Now the author is right that there's no fundamental reason you couldn't encode a brain in the movements of stars, or in the light that crosses between them, but expecting a galaxy to spontaneously be conscious is no different from expecting a watch to spontaneously arise out of a tornado running through a garbage heap. Evolution is required to craft consciousness, and galaxies don't reproduce.

The signal as a virus

Somehow or other the signal hijacks whatever brain/computer/whatever which stores it, allowing it to control the host, up to and including such diverse creatures as Algae and sentient stars.

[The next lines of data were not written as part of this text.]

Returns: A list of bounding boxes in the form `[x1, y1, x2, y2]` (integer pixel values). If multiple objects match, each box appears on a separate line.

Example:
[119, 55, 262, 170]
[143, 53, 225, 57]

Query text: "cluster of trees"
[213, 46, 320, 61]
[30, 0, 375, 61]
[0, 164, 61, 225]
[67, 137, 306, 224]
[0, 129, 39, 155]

Whilst viruses are of course possible, medium independent viruses are not. For any given virus the vast majority of information processing devices will treat the virus as nothing but noise. A virus must be carefully crafted for the particular processors that will run it. Is the amount of diversity in the galaxy so low that you can craft a virus that will affect nearly every species? You know what, I'll let this one pass, this is probably the most reasonable idea in the book.

Alternative physics

The author spends some time crafting an alternative theory of physics where redshift is caused not by the universe expanding but by everything in the universe shrinking. Now I don't have the tools to evaluate this, but as far as I can tell it's not based on any existing theories, and I'm nearly certain it doesn't stand up to scrutiny. It's completely irrelevant to the plot, and so as far as I can see the only reason for the author to add it in is to show off how clever he is for making up superficially plausible BS physics.

Conclusion

I'm not trying to nitpick here. Nearly all sci-fi books contain some amount of mumbo-jumbo, handwaving, and contradictions. But their good points tend to make up for those.

XX has nothing. It's long,  slow, has an awful plot, and doesn't have a single idea that stands up to scrutiny. And it's constantly sounding awfully smug about giving you a bunch of philosophy 101 lessons.

2/10, would not recommend.

 

  1. ^

    Ted Chiang is a master of the short story in this genre.

  2. ^

    The creatures are on a cubic grid about 10 metres apart. Whilst there are places it isn't this regular, and there's entirely missing sections, it's clear from the story these aren't enough to impact this by more than an order of magnitude.